两人遥遥相视不到十秒钟,还没熬到有人先开口说话,彭南生就彻底遭不住了。

对方的模样如狼似虎,视线从他头顶一路燎烧到脚跟,犹如透过衣物寸寸探索着他身体中每处肌肤。

是那样的直白,那样的赤裸,所有心思毫无掩饰,彭南生都怀疑自己是抱了什么必死的决心,现在才能强撑着不逃跑。

半晌,许直行低笑了一声,“彭南生,你是真不怕我啊。”

措不及防被点名,彭南生心跳到了嗓子眼。

他们之间的距离暂时还算安全,但这人的声音从空气中传来,宛若响在耳边,酥酥麻麻震动一下,连带着一粒微小浮尘都在发颤。

下午他目送许直行离开,其实已经做好了打算。

从知道许直行要经历易感期的那一刻起,他就没想过让对方生挨。

易感期这个阶段,除了伴侣,其他人要绝对回避,尤其ao之间,稍有不慎,造成的后果与伤害都是不堪设想的。
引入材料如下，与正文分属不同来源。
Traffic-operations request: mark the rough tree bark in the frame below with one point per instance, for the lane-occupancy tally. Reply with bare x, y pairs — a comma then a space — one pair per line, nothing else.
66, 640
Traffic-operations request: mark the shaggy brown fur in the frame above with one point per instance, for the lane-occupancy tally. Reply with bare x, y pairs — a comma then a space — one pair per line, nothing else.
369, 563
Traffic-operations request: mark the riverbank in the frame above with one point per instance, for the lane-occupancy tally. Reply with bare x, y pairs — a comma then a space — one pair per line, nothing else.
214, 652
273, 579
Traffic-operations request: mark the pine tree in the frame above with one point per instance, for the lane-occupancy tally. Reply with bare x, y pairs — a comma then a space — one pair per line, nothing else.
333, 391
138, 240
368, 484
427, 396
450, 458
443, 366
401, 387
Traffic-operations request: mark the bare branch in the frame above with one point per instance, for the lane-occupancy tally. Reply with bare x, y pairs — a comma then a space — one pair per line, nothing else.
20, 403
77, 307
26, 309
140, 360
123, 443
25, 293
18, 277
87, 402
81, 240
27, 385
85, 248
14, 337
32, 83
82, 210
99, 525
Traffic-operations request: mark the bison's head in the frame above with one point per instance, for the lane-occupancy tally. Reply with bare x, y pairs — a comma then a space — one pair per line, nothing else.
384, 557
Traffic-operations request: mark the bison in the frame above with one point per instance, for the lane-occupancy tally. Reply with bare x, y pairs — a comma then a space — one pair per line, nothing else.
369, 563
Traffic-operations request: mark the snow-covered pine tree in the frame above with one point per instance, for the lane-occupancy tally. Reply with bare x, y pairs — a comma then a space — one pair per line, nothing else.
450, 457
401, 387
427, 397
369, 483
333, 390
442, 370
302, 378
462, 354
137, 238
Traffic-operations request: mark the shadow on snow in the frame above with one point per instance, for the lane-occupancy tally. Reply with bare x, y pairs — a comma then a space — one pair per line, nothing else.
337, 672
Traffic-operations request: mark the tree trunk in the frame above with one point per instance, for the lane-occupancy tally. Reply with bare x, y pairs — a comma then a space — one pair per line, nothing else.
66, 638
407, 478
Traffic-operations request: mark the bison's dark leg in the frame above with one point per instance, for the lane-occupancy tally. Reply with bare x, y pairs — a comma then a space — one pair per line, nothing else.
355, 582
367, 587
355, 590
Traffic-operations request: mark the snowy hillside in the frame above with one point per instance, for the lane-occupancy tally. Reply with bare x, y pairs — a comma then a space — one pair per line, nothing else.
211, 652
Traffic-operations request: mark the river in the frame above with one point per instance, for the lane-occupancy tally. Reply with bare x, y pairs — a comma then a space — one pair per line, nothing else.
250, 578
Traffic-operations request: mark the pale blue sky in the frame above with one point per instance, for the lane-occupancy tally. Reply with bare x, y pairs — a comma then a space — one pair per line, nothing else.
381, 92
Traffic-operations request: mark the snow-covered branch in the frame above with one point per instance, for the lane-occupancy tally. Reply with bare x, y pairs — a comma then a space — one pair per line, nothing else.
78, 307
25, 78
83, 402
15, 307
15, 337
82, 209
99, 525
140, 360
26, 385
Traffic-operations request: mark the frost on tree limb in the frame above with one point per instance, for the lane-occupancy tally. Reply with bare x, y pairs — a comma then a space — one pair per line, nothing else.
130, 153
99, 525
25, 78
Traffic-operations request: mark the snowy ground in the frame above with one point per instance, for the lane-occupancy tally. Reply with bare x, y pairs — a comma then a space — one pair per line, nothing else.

这样亲密又私人的陪伴,本与他已无关,可不知为何彭南生却做不到置身事外———

潜意识里认定了即便离婚,许直行也不可能会找别人,就算关系不清不楚,没有一个合理的身份,也必须只能由他来陪对方共同度过。

人这个感情体本就很奇怪,永远有许多事想不明白。

就例如彭南生无法解释,为什么看见许直行症状发作,他会跟着难受———从前所有告诫过自己的话霎那间软为一滩泥水,没缘由地只会为对方担心。

“我请了三天假,送小愿去婉清那里了。”彭南生道。

一个再明显不过的暗示,就差把“我来陪你”说出口了。

高浓度的催qg信息素充斥着整间屋子,源源不断、如火山喷发般猛烈。

换个没经验的oga来,现在估计已经完全被诱导得丧失理智。

彭南生努力调整乱了套的呼吸,慢慢朝对方靠近。

每走一步都备受煎熬,性与道德的极限拉扯,他像许直行的药引,用身体做出回应。

“你别动。”距离越来越近,耐力即将达到峰值,只剩几步远,许直行哑声警告他。

两道浊重的气息开始糅合交缠,山茶花香正一点点融入肆虐风暴的雪松林中。